Les inconvénients du pacs

Les inconvénients du pacs

Il est un fait indéniable que le pacs est un succès qui ne se dément pas. En effet, ses avantages sont nombreux et avérés, les chiffres qui montrent une augmentation continue de nombre de couples qui optent pour le pacs, confirment ce succès. Cependant, comme aucun évènement ne peut être parfait totalement, le pacs, comme le mariage, ou le concubinage a aussi ses désavantages, qu’on va s’efforcer de détailler, dans cet écrit.

Problème de la solidarité dans les dettes contractées

Le pacs prévoit et exige une solidarité pour l’entretien du ménage, la gestion courante de la vie de couple et l’éducation des enfants. A ce propos, l’article 514-5 du Code civil précise que les pacsés sont tenus solidairement des dettes de l’un d’eux pour les besoins de la vie courante et les dépenses liées à leur logement commun. Les partenaires du pacs sont donc tenus et liés solidairement à l’égard des tiers des dettes contractées par l’un d’eux pour les besoins de la vie courante et pour les dépenses relatives au logement commun. Cela veut dire, une dépendance vis-à-vis des décisions que peut prendre l’autre partenaire par rapport à certaines dépenses. Les pacsés doivent donc contribuer selon leurs ressources, même si la convention de pacs peut prévoir une clause relative à la répartition dans la participation aux charges de manière bien définie. Heureusement, une limite est posée pour des  dépenses manifestement excessives ou inutiles au regard des besoins des partenaires, et engagées par un des deux partenaires. Il en est de même pour les emprunts, crédits, caution; le principe de solidarité ne joue pas, si c’est un seul des deux partenaires a apposé sa signature.

Au niveau de la solidarité fiscale, les partenaires pacsés font l’objet d’une imposition commune dès l’année de conclusion du PACS et sont donc tenus solidairement pour le paiement de l’impôt au trésor public. Ceci vaut, aussi bien pour l’impôt sur le revenu, l’ISF ou bien les taxes d’habitation. Bien entendu, des options existent permettant aux pacsés d »éviter cet engagement solidaire, en choisissant par exemple de faire des déclarations séparées.

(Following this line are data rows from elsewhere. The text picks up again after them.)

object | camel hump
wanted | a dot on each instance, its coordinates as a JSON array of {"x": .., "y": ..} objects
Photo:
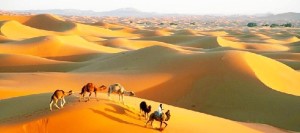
[{"x": 156, "y": 114}]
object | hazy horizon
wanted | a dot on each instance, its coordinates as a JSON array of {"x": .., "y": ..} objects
[{"x": 167, "y": 6}]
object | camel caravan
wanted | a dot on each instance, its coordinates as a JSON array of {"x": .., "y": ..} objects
[{"x": 116, "y": 88}]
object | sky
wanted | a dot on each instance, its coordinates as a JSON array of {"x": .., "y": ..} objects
[{"x": 161, "y": 6}]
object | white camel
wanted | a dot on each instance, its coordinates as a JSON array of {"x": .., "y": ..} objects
[
  {"x": 119, "y": 89},
  {"x": 59, "y": 95}
]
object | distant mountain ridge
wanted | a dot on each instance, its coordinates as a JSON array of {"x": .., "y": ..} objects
[
  {"x": 122, "y": 12},
  {"x": 132, "y": 12}
]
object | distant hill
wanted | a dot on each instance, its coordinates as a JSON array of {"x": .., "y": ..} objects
[
  {"x": 284, "y": 16},
  {"x": 131, "y": 12},
  {"x": 123, "y": 12}
]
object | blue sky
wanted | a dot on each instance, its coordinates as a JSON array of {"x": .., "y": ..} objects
[{"x": 161, "y": 6}]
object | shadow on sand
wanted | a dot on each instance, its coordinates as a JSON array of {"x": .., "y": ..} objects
[{"x": 114, "y": 118}]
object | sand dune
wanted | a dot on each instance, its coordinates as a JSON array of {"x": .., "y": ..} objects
[
  {"x": 101, "y": 116},
  {"x": 50, "y": 23},
  {"x": 246, "y": 75},
  {"x": 15, "y": 30},
  {"x": 261, "y": 47},
  {"x": 55, "y": 46}
]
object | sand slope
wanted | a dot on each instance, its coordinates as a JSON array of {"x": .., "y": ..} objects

Un certain nombre de prestations inexistantes ou supprimées

En concluant le pacs, il faut savoir, qu’un certain nombre de prestations à recevoir sont absentes. C’est le cas notamment, où il n’y a pas de pension alimentaire en cas de rupture ou dissolution du pacs au titre du devoir de secours, on parle bien entendu au profit de l’autre partenaire du pacs, car en cas d’existence d’enfants entre les deux partenaires, une pension alimentaire sera due pour leur entretien et leur éducation au profit de celui qui verrait leur résidence fixée ou leur prise en charge chez lui. Il y a ensuite l’absence de prestation compensatoire comme en matière de divorce pour indemniser le partenaire pacsé, en particulier après la dissolution du pacs, et surtout si l’un des pacsés a des revenus et un niveau de vie qui chutent après cette rupture, alors qu’elle existe dans les cas de divorces. De même, certaines prestations d’aides sociales cessent d’être versées, dès lors que le partenaire qui en bénéficiait auparavant conclut la convention de pacs, comme celles liées aux conditions d’isolement, ou l’allocation de veuvage. Il y a par ailleurs d’autres prestations risquent d’être supprimées, en fonction des revenus cumulés perçus par les deux partenaires pacsés, comme le RSA ou l’AAH, pour ne citer que ceux-là. Enfin le pacsé ne percevoir de pension de réversion en cas de décès de l’autre partenaire, alors que dans un couple, ce n’est pas le cas, et aucune indemnité en cas de décès d’un pacsé suite à un accident du travail.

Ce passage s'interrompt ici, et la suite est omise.